この車両の居住空間というのは元々非常に狭い。あるとすれば前後の運転席の空間と格納コンテナの作業用スペースだ。

後の空間には自己防衛用の武装が格納されており、そこに暮らせる隙間はない。

そりゃそうだ、元々そう言った設計でないのだから本来の運用から外れた運用をすればどこかで設計の皺寄せがくる。

 

幸いなのは少女の体になったことである程度広く感じる事ができる点だろう。

 

「よっ…と」

 

片手に25mmの弾薬を一発ずつ鷲掴みしながら弾倉に込めていく。例の野盗から奪った弾薬だ。

企業はどうせシリアルナンバーなんかわざわざ追う必要はないと判断したのか、野盗は虫以下の如く扱っているからなのか。野盗の装備を奪っても罪になることはなかった。

 

「はぁ、弾を込めるだけで一苦労だな」

 

弾薬毎奪い、生き残っていた予備弾倉は四つほどあった。弾薬もほぼ同じくらいだ。

 

「銃身も…まぁまぁ残っているか」

 

銃単体は三丁ほど。流石に男の時でも運ぶのには一苦労だったので、こんな少女の体で運ぶのは不可能。
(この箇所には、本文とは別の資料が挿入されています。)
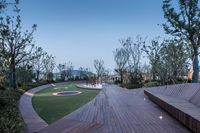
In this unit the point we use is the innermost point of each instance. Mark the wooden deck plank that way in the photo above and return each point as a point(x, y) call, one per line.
point(116, 110)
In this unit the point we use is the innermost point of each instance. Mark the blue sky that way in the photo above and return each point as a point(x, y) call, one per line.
point(83, 30)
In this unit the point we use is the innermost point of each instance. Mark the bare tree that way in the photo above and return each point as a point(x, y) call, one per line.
point(16, 45)
point(69, 69)
point(38, 56)
point(99, 67)
point(134, 52)
point(49, 65)
point(62, 69)
point(121, 58)
point(153, 53)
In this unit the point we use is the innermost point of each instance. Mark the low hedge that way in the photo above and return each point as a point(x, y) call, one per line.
point(10, 120)
point(131, 86)
point(152, 84)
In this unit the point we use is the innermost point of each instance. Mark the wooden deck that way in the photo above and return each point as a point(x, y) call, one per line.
point(181, 101)
point(116, 110)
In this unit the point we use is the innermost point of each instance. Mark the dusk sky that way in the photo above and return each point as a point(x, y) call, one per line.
point(83, 30)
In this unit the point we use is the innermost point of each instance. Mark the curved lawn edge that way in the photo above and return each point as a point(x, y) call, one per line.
point(33, 122)
point(88, 88)
point(52, 108)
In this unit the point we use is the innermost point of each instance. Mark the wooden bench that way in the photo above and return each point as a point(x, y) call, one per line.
point(181, 101)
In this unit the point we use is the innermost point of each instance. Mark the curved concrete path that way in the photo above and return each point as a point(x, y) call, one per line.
point(33, 122)
point(116, 110)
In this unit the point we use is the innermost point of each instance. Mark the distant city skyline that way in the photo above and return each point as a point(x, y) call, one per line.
point(81, 31)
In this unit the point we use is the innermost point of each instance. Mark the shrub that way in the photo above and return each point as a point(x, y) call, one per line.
point(117, 82)
point(131, 86)
point(10, 120)
point(152, 84)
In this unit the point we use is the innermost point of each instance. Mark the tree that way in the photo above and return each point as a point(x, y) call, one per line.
point(49, 65)
point(133, 50)
point(16, 45)
point(38, 56)
point(24, 74)
point(69, 69)
point(184, 22)
point(62, 69)
point(153, 53)
point(173, 60)
point(121, 58)
point(99, 67)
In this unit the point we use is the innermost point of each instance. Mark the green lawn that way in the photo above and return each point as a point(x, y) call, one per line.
point(51, 108)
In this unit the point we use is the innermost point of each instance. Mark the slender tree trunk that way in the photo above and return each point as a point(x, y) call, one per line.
point(195, 75)
point(37, 75)
point(13, 73)
point(121, 76)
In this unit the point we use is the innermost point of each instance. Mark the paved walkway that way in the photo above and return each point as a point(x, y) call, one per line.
point(33, 123)
point(116, 110)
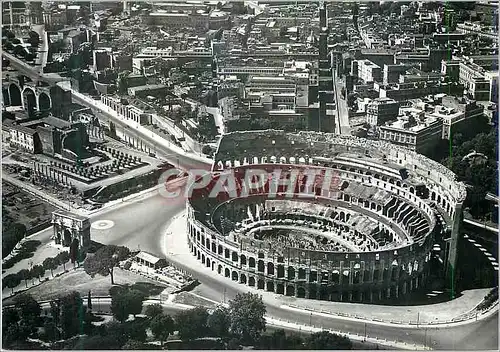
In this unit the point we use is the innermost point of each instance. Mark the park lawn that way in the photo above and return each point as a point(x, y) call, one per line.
point(78, 280)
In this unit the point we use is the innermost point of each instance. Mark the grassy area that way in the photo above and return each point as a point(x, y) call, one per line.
point(192, 300)
point(78, 280)
point(26, 251)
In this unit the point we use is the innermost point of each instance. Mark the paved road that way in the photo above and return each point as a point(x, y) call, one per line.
point(480, 335)
point(141, 222)
point(43, 50)
point(342, 111)
point(185, 160)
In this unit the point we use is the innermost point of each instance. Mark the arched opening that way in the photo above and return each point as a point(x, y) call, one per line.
point(44, 102)
point(260, 266)
point(66, 238)
point(270, 268)
point(15, 95)
point(302, 273)
point(6, 97)
point(281, 271)
point(270, 286)
point(312, 292)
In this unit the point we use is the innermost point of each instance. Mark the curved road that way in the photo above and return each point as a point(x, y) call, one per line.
point(140, 223)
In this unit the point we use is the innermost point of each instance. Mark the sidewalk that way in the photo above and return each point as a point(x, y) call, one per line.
point(175, 247)
point(140, 129)
point(49, 198)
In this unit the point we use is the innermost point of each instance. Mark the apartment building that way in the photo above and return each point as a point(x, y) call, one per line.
point(480, 83)
point(413, 130)
point(369, 71)
point(457, 114)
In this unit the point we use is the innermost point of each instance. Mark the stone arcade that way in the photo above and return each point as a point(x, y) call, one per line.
point(68, 226)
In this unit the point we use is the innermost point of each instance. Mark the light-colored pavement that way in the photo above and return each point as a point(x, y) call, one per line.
point(219, 288)
point(342, 110)
point(43, 50)
point(49, 198)
point(168, 149)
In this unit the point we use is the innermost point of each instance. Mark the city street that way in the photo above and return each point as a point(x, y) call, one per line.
point(342, 110)
point(476, 335)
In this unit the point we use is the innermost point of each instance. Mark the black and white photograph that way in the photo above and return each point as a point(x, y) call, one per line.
point(250, 175)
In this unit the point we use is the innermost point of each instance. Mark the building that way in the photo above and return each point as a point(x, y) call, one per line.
point(457, 114)
point(412, 90)
point(25, 138)
point(196, 19)
point(149, 260)
point(369, 72)
point(368, 238)
point(154, 90)
point(102, 59)
point(50, 136)
point(450, 69)
point(481, 84)
point(413, 130)
point(392, 72)
point(381, 110)
point(126, 110)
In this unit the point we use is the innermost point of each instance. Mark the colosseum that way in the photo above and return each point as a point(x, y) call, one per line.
point(366, 235)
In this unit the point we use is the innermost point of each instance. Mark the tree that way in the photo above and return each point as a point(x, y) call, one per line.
point(89, 301)
point(11, 281)
point(62, 258)
point(219, 322)
point(38, 271)
point(34, 38)
point(19, 51)
point(104, 261)
point(72, 315)
point(247, 317)
point(192, 323)
point(55, 311)
point(162, 326)
point(154, 310)
point(50, 264)
point(28, 307)
point(133, 345)
point(25, 275)
point(122, 81)
point(51, 331)
point(126, 302)
point(10, 316)
point(325, 340)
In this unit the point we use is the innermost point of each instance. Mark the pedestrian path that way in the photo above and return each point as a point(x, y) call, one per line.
point(491, 258)
point(175, 247)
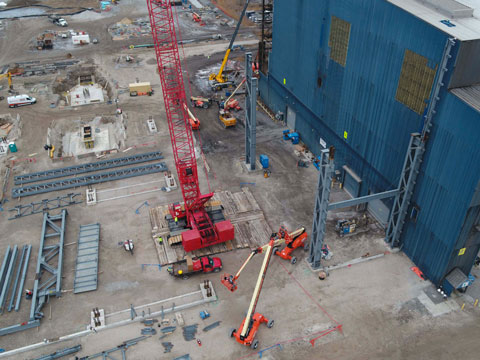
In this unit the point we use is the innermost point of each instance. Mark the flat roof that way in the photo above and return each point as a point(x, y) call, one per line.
point(464, 14)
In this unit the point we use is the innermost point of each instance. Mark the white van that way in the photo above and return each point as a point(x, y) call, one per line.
point(20, 100)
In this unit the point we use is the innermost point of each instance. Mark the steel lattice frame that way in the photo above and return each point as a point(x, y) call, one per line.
point(413, 160)
point(85, 168)
point(44, 205)
point(250, 113)
point(322, 196)
point(88, 180)
point(171, 78)
point(50, 261)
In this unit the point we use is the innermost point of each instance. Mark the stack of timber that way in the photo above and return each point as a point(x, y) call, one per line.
point(241, 208)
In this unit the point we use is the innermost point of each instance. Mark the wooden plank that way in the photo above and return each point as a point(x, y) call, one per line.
point(245, 217)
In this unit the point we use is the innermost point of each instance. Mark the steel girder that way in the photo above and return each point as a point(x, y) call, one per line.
point(88, 180)
point(44, 205)
point(250, 113)
point(85, 168)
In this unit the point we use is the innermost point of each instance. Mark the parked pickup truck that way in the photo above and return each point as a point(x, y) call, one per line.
point(187, 267)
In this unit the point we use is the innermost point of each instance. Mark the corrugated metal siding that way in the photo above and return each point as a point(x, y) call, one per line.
point(360, 99)
point(445, 187)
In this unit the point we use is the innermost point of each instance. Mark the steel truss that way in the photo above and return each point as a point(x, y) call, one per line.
point(50, 260)
point(322, 196)
point(413, 160)
point(44, 205)
point(85, 168)
point(250, 113)
point(88, 180)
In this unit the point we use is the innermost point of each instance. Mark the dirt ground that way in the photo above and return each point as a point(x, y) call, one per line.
point(376, 309)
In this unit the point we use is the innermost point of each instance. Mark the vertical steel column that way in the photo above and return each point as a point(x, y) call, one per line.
point(8, 278)
point(3, 269)
point(44, 288)
point(322, 196)
point(22, 281)
point(414, 158)
point(250, 113)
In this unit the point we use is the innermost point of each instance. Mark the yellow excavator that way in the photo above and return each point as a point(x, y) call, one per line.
point(220, 81)
point(9, 76)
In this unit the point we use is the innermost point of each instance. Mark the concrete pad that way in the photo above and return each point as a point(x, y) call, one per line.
point(76, 145)
point(86, 95)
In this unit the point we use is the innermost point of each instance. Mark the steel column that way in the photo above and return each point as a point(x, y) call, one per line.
point(24, 275)
point(8, 278)
point(85, 168)
point(251, 85)
point(322, 196)
point(414, 157)
point(3, 270)
point(17, 277)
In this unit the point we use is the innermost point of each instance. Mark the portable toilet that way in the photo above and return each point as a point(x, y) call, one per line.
point(12, 147)
point(264, 161)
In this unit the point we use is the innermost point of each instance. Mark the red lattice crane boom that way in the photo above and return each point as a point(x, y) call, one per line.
point(202, 231)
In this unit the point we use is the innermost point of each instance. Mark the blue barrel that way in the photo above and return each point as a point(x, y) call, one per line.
point(12, 147)
point(264, 161)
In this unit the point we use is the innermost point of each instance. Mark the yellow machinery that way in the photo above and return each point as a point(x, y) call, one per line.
point(9, 76)
point(220, 81)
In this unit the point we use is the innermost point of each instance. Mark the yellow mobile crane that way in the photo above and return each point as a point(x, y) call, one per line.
point(220, 81)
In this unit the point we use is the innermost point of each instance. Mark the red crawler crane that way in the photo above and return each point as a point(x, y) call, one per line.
point(203, 232)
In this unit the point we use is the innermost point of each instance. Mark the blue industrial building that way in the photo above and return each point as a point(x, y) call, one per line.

そこで手動クレーンの力を借りながら最悪はサンコイチで修理をするかなどと考えていたが、ハンドガードをとって中のコイルガンの銃身を見るとあまり消耗していなくて軽く安堵していた。

野盗と言うのはケチで貧乏で武器もボロいと言うイメージだったが、そう言ったことは今回はなかったようだ。

 

「使っているのも正規品、余裕はあったのかもな」

 

シリアルナンバーと社名のロゴが入った武器を見て密造じゃないことは確実だった。大半の密造銃ってのは碌なことがない。

 

「さて、直しますか…」

 

そこで少々古かったもう一丁の自動小銃を確認すると予備の銃を修理する。

ニコイチで修理するにあたり、マシな方を確認。パーツ毎に分解をして、修理を始める。

 

「あぁ…疲れた」

 

そして修理に格闘すること数時間。スフェーンは軽く肩で息をしながら直った自動小銃を見る。予備の自動小銃の有無で戦場での生存率は大きく変わる。
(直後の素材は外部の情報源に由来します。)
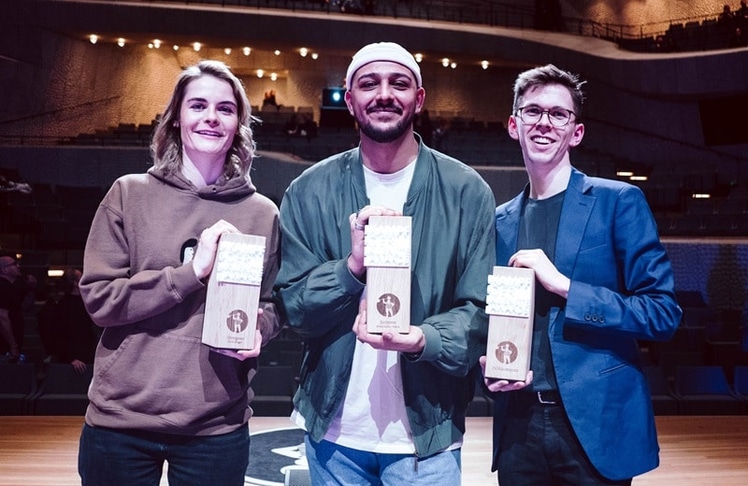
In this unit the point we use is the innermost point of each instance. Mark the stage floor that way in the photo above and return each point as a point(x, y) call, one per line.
point(695, 450)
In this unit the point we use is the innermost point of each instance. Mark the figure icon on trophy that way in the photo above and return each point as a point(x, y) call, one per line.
point(388, 305)
point(506, 352)
point(237, 321)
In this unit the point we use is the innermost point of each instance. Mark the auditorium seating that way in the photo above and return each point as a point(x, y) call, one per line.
point(17, 387)
point(273, 387)
point(704, 390)
point(62, 391)
point(664, 401)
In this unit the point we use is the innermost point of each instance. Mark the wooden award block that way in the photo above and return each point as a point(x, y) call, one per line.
point(510, 306)
point(234, 292)
point(387, 260)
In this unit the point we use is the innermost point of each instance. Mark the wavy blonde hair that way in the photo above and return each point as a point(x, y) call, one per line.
point(166, 146)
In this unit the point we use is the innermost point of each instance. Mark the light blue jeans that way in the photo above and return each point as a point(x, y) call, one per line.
point(331, 464)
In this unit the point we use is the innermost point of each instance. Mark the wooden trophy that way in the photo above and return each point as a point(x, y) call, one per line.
point(510, 306)
point(234, 292)
point(387, 260)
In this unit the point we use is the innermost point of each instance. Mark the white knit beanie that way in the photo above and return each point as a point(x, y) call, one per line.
point(383, 51)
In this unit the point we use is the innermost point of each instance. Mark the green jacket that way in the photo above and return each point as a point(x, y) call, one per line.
point(453, 236)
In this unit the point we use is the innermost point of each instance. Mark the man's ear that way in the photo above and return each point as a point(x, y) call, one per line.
point(511, 127)
point(578, 135)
奪ったオプションのグレネードランチャーも今は外されて置かれており。コンテナの中は少しゴチャッとしていた。

 

『お疲れ様です。スフェーン』

「…少し休もう……」

 

色々と疲れた彼女はあと片付けもせずに一時休息を選んだ。

 

 

 

 

 

その後、休息を取ったスフェーンは昼の時間という事で買い溜めていた缶詰を取り出すと水も取り出す。そしてガスコンロと鍋を取り出すと水を注いで紅茶パックを突っ込んで煮込む。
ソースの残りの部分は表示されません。